I will leave you with one final thought - I think that actually the "really proper and up-to-date" way to do things is to use virtualenv and pip to create a local virtual environment and populate it with python packages, however I haven't had time to look at them yet and I am only writing about things I know. When I've had a chance to look at them I'll update / replace this post with a writeup.

Monday 31 October 2011

~/bin ~/lib and ~/include

I'm taking a brief interlude to explain fully what is going on with this setup. After this I will get going on actually using the system and (quite importantly) setting up python with easy-install etc. But first a little exposition on our motivation...

One thing that makes Unix different to Windows is that places matter. In fact this a pretty deep difference whose knock-on effects account for many of the differences between Windows and Unix-style systems. To simplify horribly, it's all to do with how the Operating System knows how to find things. Specifically header files and libraries, and even more specifically, libraries that are loaded at run time: dynamically loaded libraries ("dll"s) or shared object libraries ("so"s).

In Unix based systems, the os looks for so files and header files in certain "well known" places. Here I am using "well known" in a specific sense, it means that anyone writing software for a Unix system can rely on these folders / files existing. So when Unix needs a configuration file, or a program file or a library, it knows where to look - in one of these "well known" places. An example of this is /etc where all the configuration files live.

In Windows based systems, the files can be anywhere. There are certain "well known" places (such as c:\windows\system32) but other than that pretty much anything goes. So how does windows find things? Well, you can put your files anywhere, but you need to record where you put the file in a central location known as The Registry. So when Windows wants a file, it looks it up in the registry and then knows where to go and get it.

Note: anyone with serious in-depth knowledge of current os internals will be tearing their hair out and screaming in frustration at this out-of-date over simplification of things, but hopefully they will admit that it is a simple explanation of the basics.
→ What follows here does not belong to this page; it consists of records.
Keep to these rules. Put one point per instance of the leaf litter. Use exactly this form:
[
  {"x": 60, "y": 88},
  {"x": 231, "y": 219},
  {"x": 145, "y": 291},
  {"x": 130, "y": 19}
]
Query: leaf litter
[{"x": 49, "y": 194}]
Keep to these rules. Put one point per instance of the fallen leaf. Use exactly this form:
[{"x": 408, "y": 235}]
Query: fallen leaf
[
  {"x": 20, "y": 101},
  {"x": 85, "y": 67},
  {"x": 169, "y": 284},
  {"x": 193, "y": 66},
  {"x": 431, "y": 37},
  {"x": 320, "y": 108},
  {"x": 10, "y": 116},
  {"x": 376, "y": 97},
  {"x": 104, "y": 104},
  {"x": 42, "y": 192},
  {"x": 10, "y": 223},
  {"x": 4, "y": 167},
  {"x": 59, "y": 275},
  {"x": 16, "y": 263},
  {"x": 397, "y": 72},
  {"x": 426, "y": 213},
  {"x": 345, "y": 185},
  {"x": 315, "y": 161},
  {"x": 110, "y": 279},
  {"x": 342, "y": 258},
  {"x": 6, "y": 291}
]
If not, feel free to correct me in the comments.

Now, when you are developing software in windows, you are probably using Microsoft Visual Studio. If not, you are probably using one of a handful of well known IDE's that is at least compatible with MSVS. This means that when you install a library that you want to use in your program, the installer can tell the registry where the library is, and it can tell MSVS where the headers are. Then in your project you select the headers you want to use, specify the library you want and bingo - it all compiles and runs.

Now Unix-based systems are different. For a start, there are more development environments than you can shake a stick at, and none of them use the same configuration. This is partly because of the way Unix works. You see, nothing needs to tell anything where to look, everyone knows that for a header file you look in /usr/include and for a library file you look in /lib or /usr/lib. So there is no need for a common configuration. Also for a distribution of Unix pretty much everything will use the same compiler - gcc. So if you configure gcc via environment variables, that will work whatever IDE you use.
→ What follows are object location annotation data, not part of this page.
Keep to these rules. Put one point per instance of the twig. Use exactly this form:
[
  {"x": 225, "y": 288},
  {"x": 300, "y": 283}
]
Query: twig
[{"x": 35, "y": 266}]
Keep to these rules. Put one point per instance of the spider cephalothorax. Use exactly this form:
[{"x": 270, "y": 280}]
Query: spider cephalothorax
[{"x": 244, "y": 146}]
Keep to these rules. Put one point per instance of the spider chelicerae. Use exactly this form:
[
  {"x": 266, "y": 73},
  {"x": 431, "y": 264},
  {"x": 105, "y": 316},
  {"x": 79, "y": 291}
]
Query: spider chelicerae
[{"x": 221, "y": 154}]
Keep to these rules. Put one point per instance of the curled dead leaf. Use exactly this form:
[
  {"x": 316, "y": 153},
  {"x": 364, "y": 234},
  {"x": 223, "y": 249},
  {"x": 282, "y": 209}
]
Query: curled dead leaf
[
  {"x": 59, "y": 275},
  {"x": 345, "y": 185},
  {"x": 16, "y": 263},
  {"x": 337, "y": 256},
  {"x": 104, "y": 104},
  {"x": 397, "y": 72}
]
So where am I going with all this - well, this was all well and good when the computer you used was administered by a sysadmin, who would make sure that all the libraries you needed were installed on the system, but nowadays you are most likely the admin of your computer.

"Great" you say, so I can just put the library I want into /usr/lib and /usr/include and everything will work!

Well, yes and no. What if you can't put things in /usr/lib, or what if you don't want to?

Why wouldn't you be able to? If you are working somewhere where they don't (for security reasons) give you admin rights to the machine, then maybe you can't write to those folders.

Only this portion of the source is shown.